In this series, the curatorial team presents one work from the Meural art library we find essential.
It’s election day, which likely means continually checking in on results and pundits until late in the night (and likely tomorrow morning as well). So it’s momentarily refreshing to remember a time when politics wasn’t so much about, well, politics. In the middle of the 1930s, when the Great Depression called for widespread relief, the country had no better option than to unite. In January of 1935, Congress introduced a joint resolution (requiring approval from both the House and the Senate) called the Emergency Relief Appropriation Act of 1935. A few months later it was signed into law by President Franklin Delano Roosevelt as part of his monumental New Deal program. The act introduced a bundle of public works program; the most substantial of these was the Works Progress Administration, with an initial appropriation of $4.9 billion (or ~7% of the nation’s yearly GDP). Much of that money went to traditional programs—infrastructure, education, city-building—but a small portion (~$27 million) went to Federal Project Number One, which employed 40,000 artists, writers, musicians, and actors. (As one of the New Deal architects Harry Hopkins said, “Hell, they’ve got to eat, too.”)
If this feels revolutionary, it’s because it was. The United States government was valuing the work of artists as equal to that of labor, business, and agriculture.
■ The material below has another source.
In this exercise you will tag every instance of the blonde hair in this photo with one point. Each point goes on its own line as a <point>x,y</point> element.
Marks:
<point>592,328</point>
It helped keep afloat many painters we recognize as geniuses today: Arshile Gorky, Lee Krasner, Jackson Pollock, Diego Rivera, and Marsden Hartley to name a few. But of course, with around 10,000 artists on the payroll of the Federal Arts Project (a program within Federal Project Number One), there were many artists we don’t know. This playlist features works of celebrated artists (such as Nan Lurie and Elizabeth Olds) along those lost to history. One such artist is Elias Mandel Grossman.
His Rainy Day on the Square caught my eye for its verisimilitude, but kept it for something else. To sound trite, the sketch is alive—that is, everything in it feels ephemeral. The trees seem like accidents, a blur made by the quick turn of your head. Their branches shoot into the sky as if just for an instant, like dendrites of a nerve cell (an image Grossman couldn’t have possibly had in mind). Leaves hover above them, unattached, impossibly. A figure crossing the arch (this is Washington Square, in Manhattan) looks rushed. Perhaps he just wants to get to a drier place. The rain has slicked the roads and inverted the world into a ghostlike, slippier version of itself. And on the sides we have buildings that lose their details the further they fall into the periphery.
The only object here that seems to be set in place is the arch. (In a small bit of metaphorical irony, it was modeled on the Arc de Triomphe; the WPA would, in part, help turn the tide of the world of art, moving its epicenter from Paris to New York.) In Grossman’s rendering, it absorbs all of the surrounding light. Its lines are decided. This is, somehow, logical. It will remain long after the man is gone, the cars too. The trees and the buildings will stand for decades but the arch will see them replaced, given new facades—I know because I’ve passed the scene many times.